Role of eIF2α in fenretinide- and bortezomib-induced cell death. A, A375 cells were treated with salubrinal (Sal; 20 μm) for 18 h or transfected with siRNAs for GADD34 or with a non-silencing control siRNA (ctrl). Proteins were blotted and probed as described below; GADD34 mRNA knockdown was confirmed by real-time PCR. B and C, A375 cells were transfected with a wild-type eIF2α expression vector (eIF2α WT) or control vector pcDNA4 prior to treatment with fenretinide (FenR; 10 μm), bortezomib (Bort; 30 nm), or thapsigargin (Thap; 7.5 μm) for 6 h. eIF2α, phospho-eIF2α, ATF4, Noxa, and β-actin expression was determined by Western blotting (A and B).

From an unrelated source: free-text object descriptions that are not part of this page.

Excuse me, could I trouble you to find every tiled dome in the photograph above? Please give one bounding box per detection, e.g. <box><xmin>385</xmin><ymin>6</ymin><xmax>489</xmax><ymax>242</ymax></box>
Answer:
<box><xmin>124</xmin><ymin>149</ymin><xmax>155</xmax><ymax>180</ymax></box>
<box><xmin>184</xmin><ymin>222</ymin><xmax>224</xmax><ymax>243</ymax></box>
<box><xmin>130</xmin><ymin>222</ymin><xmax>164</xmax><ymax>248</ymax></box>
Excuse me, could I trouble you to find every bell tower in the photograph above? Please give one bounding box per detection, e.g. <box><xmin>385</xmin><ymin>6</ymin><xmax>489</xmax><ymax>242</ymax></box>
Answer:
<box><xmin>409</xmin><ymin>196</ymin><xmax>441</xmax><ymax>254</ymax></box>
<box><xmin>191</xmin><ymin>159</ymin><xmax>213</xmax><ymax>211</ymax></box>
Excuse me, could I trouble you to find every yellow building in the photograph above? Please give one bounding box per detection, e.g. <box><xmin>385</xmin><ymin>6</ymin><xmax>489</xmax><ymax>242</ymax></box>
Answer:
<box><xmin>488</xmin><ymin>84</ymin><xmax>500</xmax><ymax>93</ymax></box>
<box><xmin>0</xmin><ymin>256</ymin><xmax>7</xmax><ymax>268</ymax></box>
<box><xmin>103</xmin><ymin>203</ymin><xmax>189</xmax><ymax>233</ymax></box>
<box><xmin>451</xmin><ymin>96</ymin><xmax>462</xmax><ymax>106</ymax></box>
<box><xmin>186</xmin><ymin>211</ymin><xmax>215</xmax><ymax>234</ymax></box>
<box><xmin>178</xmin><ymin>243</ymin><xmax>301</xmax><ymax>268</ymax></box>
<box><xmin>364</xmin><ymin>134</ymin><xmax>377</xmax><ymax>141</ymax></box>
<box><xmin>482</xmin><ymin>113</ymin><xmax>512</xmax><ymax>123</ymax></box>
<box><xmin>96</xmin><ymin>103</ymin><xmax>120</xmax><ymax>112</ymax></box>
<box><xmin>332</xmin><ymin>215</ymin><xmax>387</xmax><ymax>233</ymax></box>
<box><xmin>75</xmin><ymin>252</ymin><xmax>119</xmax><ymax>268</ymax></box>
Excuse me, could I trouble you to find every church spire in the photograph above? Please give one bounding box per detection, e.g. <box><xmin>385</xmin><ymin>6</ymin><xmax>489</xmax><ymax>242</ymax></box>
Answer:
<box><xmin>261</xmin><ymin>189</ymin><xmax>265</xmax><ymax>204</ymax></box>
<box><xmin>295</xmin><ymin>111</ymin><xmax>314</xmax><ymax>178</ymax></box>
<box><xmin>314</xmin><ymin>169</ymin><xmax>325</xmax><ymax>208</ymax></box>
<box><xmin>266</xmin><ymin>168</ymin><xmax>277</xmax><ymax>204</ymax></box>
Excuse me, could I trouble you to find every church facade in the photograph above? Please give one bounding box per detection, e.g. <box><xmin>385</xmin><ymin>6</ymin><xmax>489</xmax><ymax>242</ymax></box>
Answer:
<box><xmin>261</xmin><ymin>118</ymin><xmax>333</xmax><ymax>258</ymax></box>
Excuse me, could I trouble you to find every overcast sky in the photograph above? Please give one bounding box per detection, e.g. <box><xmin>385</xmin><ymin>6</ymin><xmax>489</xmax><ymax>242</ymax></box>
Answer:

GADD34, ATF4, or Noxa mRNA was measured by real-time PCR relative to β-actin as an internal control (A and C). D, A375 cells were transfected with a wild-type eIF2α expression vector or control vector pcDNA4 prior to fenretinide (15 μm), bortezomib (50 nm), or thapsigargin (10 μm) treatment for 24 h. Apoptosis was measured by flow cytometry of propidium iodide-stained cells to determine the sub-G₁ fraction. Data are expressed relative to control untreated cells; each point is the mean ± S.E. (n ≥ 3).